Dans mon parti, je ne ressens aucun sexisme et me sens considérée de façon égalitaire par rapport à mes camarades hommes, ce qui est précieux.
- Que ferez-vous le 14 juin 2019 ?
Je ne sais pas encore si je pourrai prendre congé. Dans l’entreprise où je travaille (qui au passage est transparente sur les salaires qui sont équivalents entre les hommes et les femmes), les employé-e-s auront le droit de faire la grève mais les heures devront être remplacées. Par contre j’aurai le droit, si je le souhaite, de mettre des signes distinctifs en rapport (habits violets par exemple) avec cette journée sur la surface de vente.
- Que représente pour vous la grève féministe du 14 juin 2019 et le combat pour l’égalité des droits ?
Elle est, malheureusement, encore indispensable. Trop d’inégalités existent toujours, notamment dans la répartition des charges ménagères, l’accès à une carrière pour les femmes et évidemment les disparités au niveau des salaires malgré la loi sur l’égalité. Je trouve que cette grève est d’ailleurs importante pour les hommes aussi, pour qu’ils se sentent également davantage en droit de choisir, par exemple d’être hommes au foyer sans être stigmatisés car les clichés ont la dent dure dans les deux sens.
- Qu’attendez-vous exactement du 14 juin 2019 ?
En priorité, j’attends que de nombreux hommes et de nombreuses femmes se mobilisent pour revendiquer une égalité salariale qui, pour l’instant, n’est que théorique. Que cette inégalité perdure encore et toujours est selon moi inadmissible.
- Selon vous, qu’est-ce qui pourrait motiver davantage de femmes à se mobiliser en politique?
Pour moi, c’est le cumul des charges évoqué plus haut qui peut les retenir. Une femme est encore trop souvent considérée comme carriériste, ambitieuse et égoïste si elle décide de s’engager politiquement ou d’avoir un métier qui demande une grande implication en temps au “détriment” de sa vie familiale. Les femmes se sentent souvent coupables de “délaisser” leurs enfants pour s’impliquer dans notre société alors que c’est beaucoup moins compliqué pour un homme qui sera plus facilement admiré pour être capable de jongler entre vie professionnelle, vie politique et vie familiale. C’est ce genre de clichés qui sont des freins pour les femmes à mon avis.
- Avez-vous le sentiment que les mécanismes de discrimination patriarcaux s’appliquent à vous ou à d’autres dans les lieux où vous militez (parti politique, syndicat, parlement, etc.) et si oui de quelle manière ?

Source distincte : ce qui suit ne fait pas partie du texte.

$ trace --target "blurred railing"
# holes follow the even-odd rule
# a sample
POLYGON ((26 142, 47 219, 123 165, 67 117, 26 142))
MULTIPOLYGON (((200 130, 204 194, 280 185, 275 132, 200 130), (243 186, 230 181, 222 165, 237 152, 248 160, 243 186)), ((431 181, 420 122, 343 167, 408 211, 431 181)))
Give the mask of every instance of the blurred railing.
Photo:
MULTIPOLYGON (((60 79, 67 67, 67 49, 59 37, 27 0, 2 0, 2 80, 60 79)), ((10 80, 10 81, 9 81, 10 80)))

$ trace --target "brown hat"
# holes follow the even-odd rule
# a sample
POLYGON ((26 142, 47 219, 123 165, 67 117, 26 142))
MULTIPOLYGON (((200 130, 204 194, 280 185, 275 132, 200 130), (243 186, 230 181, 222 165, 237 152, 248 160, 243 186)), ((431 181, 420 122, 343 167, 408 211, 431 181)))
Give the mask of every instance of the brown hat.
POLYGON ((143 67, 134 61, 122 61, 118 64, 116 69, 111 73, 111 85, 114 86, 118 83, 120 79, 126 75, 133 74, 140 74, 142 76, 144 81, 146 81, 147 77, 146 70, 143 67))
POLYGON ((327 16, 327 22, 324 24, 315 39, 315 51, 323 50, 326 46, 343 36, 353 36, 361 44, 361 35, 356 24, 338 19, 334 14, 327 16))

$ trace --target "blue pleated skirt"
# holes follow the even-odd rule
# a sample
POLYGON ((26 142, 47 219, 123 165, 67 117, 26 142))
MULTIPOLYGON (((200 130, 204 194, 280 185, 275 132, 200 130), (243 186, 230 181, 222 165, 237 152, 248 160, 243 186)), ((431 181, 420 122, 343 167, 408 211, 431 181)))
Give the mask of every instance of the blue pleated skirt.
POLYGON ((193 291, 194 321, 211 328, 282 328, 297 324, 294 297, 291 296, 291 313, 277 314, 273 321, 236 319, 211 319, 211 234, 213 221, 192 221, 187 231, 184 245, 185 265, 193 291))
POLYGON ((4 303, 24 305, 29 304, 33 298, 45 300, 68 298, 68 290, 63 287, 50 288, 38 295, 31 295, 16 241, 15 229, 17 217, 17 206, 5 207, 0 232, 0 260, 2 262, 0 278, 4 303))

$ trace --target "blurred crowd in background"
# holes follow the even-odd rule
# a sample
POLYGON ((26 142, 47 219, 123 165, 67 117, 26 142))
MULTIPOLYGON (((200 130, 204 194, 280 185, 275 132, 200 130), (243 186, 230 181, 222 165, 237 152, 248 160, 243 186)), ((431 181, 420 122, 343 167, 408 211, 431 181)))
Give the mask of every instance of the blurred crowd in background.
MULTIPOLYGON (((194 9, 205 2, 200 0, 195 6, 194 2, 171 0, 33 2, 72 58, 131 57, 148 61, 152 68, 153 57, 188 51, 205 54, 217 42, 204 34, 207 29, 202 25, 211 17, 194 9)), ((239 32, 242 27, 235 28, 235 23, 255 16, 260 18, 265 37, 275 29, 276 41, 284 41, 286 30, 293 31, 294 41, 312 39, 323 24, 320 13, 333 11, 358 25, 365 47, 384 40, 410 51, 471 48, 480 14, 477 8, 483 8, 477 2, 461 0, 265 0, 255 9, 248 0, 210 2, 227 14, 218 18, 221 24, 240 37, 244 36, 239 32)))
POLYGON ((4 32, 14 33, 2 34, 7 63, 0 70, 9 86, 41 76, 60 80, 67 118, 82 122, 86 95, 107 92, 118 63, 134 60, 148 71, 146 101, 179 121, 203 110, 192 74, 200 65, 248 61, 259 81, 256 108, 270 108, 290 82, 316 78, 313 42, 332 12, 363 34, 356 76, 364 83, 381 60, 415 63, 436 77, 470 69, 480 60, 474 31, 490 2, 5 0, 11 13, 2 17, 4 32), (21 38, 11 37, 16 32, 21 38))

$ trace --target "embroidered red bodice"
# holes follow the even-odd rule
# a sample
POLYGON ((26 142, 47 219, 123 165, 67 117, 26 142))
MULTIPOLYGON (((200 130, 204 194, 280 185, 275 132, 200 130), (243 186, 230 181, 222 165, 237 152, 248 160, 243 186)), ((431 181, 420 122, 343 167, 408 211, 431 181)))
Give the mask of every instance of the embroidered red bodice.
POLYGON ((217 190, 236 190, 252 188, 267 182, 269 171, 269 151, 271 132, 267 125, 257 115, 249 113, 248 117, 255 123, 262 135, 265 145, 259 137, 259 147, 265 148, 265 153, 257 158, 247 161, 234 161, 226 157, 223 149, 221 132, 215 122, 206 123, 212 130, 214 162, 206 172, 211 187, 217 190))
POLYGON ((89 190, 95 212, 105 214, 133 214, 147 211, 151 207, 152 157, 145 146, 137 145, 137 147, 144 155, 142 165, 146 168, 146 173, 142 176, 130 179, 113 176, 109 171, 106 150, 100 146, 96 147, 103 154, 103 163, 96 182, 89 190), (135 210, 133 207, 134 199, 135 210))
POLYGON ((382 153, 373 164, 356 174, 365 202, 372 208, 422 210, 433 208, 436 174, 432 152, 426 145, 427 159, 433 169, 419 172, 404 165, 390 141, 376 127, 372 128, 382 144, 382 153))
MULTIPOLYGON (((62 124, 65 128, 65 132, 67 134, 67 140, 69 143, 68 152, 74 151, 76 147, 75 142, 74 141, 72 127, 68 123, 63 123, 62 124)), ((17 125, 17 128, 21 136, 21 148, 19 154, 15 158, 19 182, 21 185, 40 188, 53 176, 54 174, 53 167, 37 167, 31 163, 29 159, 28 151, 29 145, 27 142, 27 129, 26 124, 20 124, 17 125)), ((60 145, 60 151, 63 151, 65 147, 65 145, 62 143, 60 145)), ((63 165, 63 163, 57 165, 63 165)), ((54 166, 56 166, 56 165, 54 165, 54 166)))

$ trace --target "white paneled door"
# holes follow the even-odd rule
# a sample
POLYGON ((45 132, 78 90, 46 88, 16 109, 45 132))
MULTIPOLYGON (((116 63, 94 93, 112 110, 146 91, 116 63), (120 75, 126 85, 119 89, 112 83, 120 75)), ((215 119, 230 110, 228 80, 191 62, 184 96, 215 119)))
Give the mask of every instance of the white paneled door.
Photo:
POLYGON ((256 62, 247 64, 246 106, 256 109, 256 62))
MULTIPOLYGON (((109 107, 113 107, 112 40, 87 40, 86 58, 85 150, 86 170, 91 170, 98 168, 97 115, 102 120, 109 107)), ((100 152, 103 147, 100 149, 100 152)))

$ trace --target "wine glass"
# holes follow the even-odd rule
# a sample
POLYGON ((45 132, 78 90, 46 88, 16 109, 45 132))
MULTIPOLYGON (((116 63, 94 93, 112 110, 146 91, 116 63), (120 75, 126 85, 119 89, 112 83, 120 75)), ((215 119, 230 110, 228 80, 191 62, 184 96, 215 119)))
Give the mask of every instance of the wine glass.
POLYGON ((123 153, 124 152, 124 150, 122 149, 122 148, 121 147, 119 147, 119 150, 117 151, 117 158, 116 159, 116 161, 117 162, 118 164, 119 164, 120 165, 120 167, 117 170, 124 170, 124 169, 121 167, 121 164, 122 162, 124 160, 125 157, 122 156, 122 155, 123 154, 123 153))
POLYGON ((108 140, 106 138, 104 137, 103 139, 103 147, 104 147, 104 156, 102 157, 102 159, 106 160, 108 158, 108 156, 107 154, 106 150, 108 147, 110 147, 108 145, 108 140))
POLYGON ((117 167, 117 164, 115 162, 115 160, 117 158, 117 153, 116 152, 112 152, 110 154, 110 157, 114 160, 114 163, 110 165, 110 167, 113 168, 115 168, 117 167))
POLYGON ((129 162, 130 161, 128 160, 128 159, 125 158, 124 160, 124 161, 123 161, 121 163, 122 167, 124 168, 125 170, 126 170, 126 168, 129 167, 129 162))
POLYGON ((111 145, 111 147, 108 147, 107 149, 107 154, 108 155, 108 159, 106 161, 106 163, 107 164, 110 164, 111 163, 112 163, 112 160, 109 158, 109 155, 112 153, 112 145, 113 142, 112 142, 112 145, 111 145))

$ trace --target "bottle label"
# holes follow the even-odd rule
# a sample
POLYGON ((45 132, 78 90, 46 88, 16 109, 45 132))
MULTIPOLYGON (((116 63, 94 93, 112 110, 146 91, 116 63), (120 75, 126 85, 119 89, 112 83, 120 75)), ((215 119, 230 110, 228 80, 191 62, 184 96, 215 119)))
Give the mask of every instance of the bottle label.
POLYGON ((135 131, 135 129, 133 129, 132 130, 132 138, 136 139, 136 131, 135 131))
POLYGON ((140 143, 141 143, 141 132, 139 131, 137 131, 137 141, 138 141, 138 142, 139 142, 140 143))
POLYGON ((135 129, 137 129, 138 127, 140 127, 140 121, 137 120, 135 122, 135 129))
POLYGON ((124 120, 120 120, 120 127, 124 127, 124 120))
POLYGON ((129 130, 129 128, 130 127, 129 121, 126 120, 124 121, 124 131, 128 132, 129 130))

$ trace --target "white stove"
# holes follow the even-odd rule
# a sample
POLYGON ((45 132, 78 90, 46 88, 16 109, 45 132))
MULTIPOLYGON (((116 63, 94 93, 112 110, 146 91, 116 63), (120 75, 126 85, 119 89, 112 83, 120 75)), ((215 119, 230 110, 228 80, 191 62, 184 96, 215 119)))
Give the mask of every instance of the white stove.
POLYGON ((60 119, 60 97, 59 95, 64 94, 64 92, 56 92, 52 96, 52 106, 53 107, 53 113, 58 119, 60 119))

Je ne le ressens pas personnellement mais, comme déjà dit, je trouve que les femmes sont trop souvent jugées sur des critères n’ayant rien à voir avec leurs réelles capacités ou manque de capacités. Elles sont facilement jugées sur leur féminité (trop fragiles, trop naïves, etc.) ou leur absence de féminité (pas assez sensibles, pas assez sexy parce que s’affirmer manquerait de séduction pour certains) quand elles cherchent à faire entendre leur opinion. Je trouve que le sexisme est encore très présent de manière générale.